As the country goes tumbling towards a parliamentary vote on Theresa May’s Brexit withdrawal agreement, one thing is clear: this will not be easy. The government’s official line is there is only one meaningful vote, and simple mathematics leaves us assuming the deal as it stands will not pass, but some commentators are now arguing that this pessimism is misplaced.
There are a few reasons for this. One seems to stem from the psychological impact that MPs would suddenly realise the sub-optimal options of “no deal” and “no Brexit” and back a deal. But speculation has grown that the May team could be rescued by something else – a negative reaction from financial markets, which would spook MPs into backing the Brexit deal, if given a second chance (as some in Westminster believe they will be). A theory worth investigating.
The strategy certainly has form. In October 2008, the beginning of the global financial crisis, the US Congress rejected a deal known as the Troubled Asset Relief Program, or Tarp, which allowed the US Treasury to buy up bad loans from banks and provide support to the country’s banking system. Once rejected, investors around the world went into panic selling. Stock markets plummeted. This helped convince Congress the programme was necessary at a second vote.
Could something similar happen in the UK over Brexit? I’m not so sure, and there are a few reasons why.
The barometer for global financial markets and investors’ sentiment towards Brexit has actually been the strength (or lack of it) of sterling and the wider currency markets, not stock markets. Both foreign and domestic investors have been worried over the uncertainty and economic impact of Brexit on the UK economy, so they have sold sterling-priced assets and bought elsewhere, which has in turn sent the value of sterling down.
We have witnessed this since the moment David Cameron announced the referendum. The value of sterling against major currencies such as the dollar and euro has generally fallen, but it has also regained back some of these losses whenever some form of positive news or certainty over future trade relations has come to the fore. We all remember the sharp drop in the value of the pound moments after the referendum result became clear in the early hours of 24 June 2016, but on Thursday, following the leaked draft agreement with the EU, the value of sterling rose.
The government may be hoping for something akin to the fall in sterling seen on referendum day if Parliament votes down the deal. This has the potential to cause panic among MPs and constituents, and secure support for a second vote. But such an expectation, which relies on the public’s general lack of understanding of financial markets, is naive.
The reason for this is that sterling has an inverse correlation with the UK’s main stock market. This means that as sterling decreases in value, the value of the FTSE 100 index, the country’s largest companies, goes up. This is because the FTSE 100 is comprised of multinational businesses, which collectively generate most of their revenues from abroad. As sterling goes down, these revenues rise in value making the companies more profitable. Given the stock market is generally, but incorrectly, used by the public as a barometer for how financial markets receive news, it might not go as badly as the government hope. In the immediate aftermath of the Brexit vote, then-Ukip leader Nigel Farage cited the soaring FTSE100 as evidence that Remainers were “scaremongering”.

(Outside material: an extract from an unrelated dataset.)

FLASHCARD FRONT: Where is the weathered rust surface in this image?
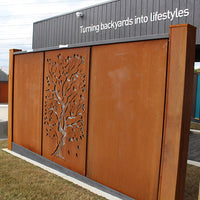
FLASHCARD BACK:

Second, for the government to hope for a similar reaction to the Tarp deal shows a lack of understanding of how markets react to news.
The impact on sterling seen since the referendum was announced is not necessarily based on Brexit being bad for the UK economy. Most may think it’s bad, but not catastrophic. But investors have simply been unwilling to withstand the uncertainty it causes. There is always risk inherent within uncertainty which is something most investors are not willing to take, especially when they can turn elsewhere to make money. To compare this with the imminent collapse of the US, and thus global, financial system is somewhat far-fetched. The worst-case scenario of no deal Brexit will still leave the country functioning bar short-term disruption, and markets know this. That’s not to say they think it’s a good idea; it’s just not terminal.
Investors will be looking for any sniff of information about the government’s plans to make sure they’re best placed. Markets are not impervious to news, they thrive off it. Should there be a high probability for a second parliamentary vote, markets will not unnecessarily react negatively to a loss in the first, but simply wait for the second to see what happens. The government relying on markets to do what they need has all but guaranteed it will not work.